Enable SSL Renegotiation

When SSL renegotiation is enabled on the LoadMaster, either the client or server can initiate renegotiation within an established SSL session. If disabled, any attempt by either party to renegotiate will result in termination of the connection. In FIPS mode, this setting has no effect because SSL renegotiation is not supported under FIPS compliance.

Disable Master Secret Handling

In LoadMaster firmware version 7.2.52, the Disable Master Secret Handling check box was added. By default, the LoadMaster processes the Master Secret SSL Extension. This can cause problems for some legacy clients so it is possible to disable this processing.

Size of SSL Diffie-Hellman Key Exchange

Select the strength of the key used in the Diffie-Hellman key exchanges. If this value is changed, a reboot is required to use the new value. The default value is 2048 Bits.

As of LoadMaster firmware version 7.2.53, you can select 4096 as a value in the Size of SSL Diffie-Hellman Key Exchange drop-down list.

After upgrading from a version prior to 7.2.53, it can take up to 30 minutes (on smaller models) to generate the 4k key. If you cannot see the 4096 option in the drop-down list 30 minutes after upgrading, try restart the login process.

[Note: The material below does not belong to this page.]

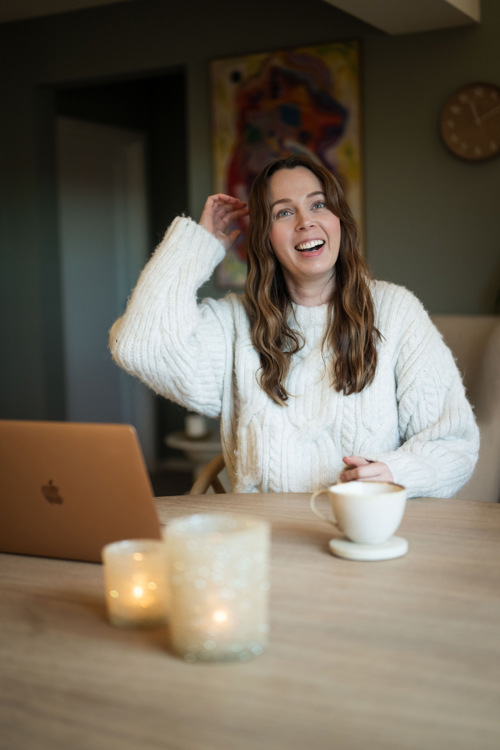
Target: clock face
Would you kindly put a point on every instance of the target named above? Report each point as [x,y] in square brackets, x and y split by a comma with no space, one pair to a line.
[470,122]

CAUTION: During the upgrade from a version prior to 7.2.53, a new 4096-bit DHE key is generated. On smaller LoadMasters, this can lead to significant CPU and memory consumption that could impact regular Virtual Service traffic. So, Progress Kemp strongly recommends that this update be performed in a maintenance interval.

The use of 4K key will result in a significant degradation of performance compared to when using the 2K key.

Log SSL errors

Set the level of SSL error reporting in the logs. By default, the LoadMaster will not log common SSL alerts. You can increase the verbosity of SSL error logging by setting this value to either of the following:

  • Fatal errors only - only fatal errors are logged
  • Include Client errors – this setting logs all client errors reported to the LoadMaster.
  • All errors – this setting logs all SSL errors observed in the LoadMaster, including all common alerts and warnings that may or may not indicate an actual issue.

OpenSSL Version

By default, the LoadMaster uses the latest version of OpenSSL. This may cause performance problems on heavily-loaded sites. It is possible using the OpenSSL Version field to switch back to the old library which should alleviate some of these problems. Using the old library means that there is no support for TLS 1.3. Therefore, the TLS1.3 check box is no longer available in the SSL Properties section of the Virtual Service modify screen.

If you switch from using the old library to using the current library in the OpenSSL Version field, TLS1.3 is automatically re-enabled on all Virtual Services.

Note: This option is not applicable for following LoadMaster/ECS Connection Manager models:

- LM-X25

- LM-X40 Rev 05

- LM-X40M

- LM XHC 25G/40G/100G

- ECS Connection Manager H3 Rev 02

- ECS Connection Manager H3M

- ECS Connection Manager H3 25G/40G/100G

For these LoadMaster models, the OpenSSL Version field is available but the LoadMaster will continue to use the current OpenSSL implementation even if the OpenSSL Version field is set to Use older SSL library - no TLS 1.3.

CAUTION: Switching the OpenSSL version causes a total SSL outage during the switch. This operation should not be performed during working hours.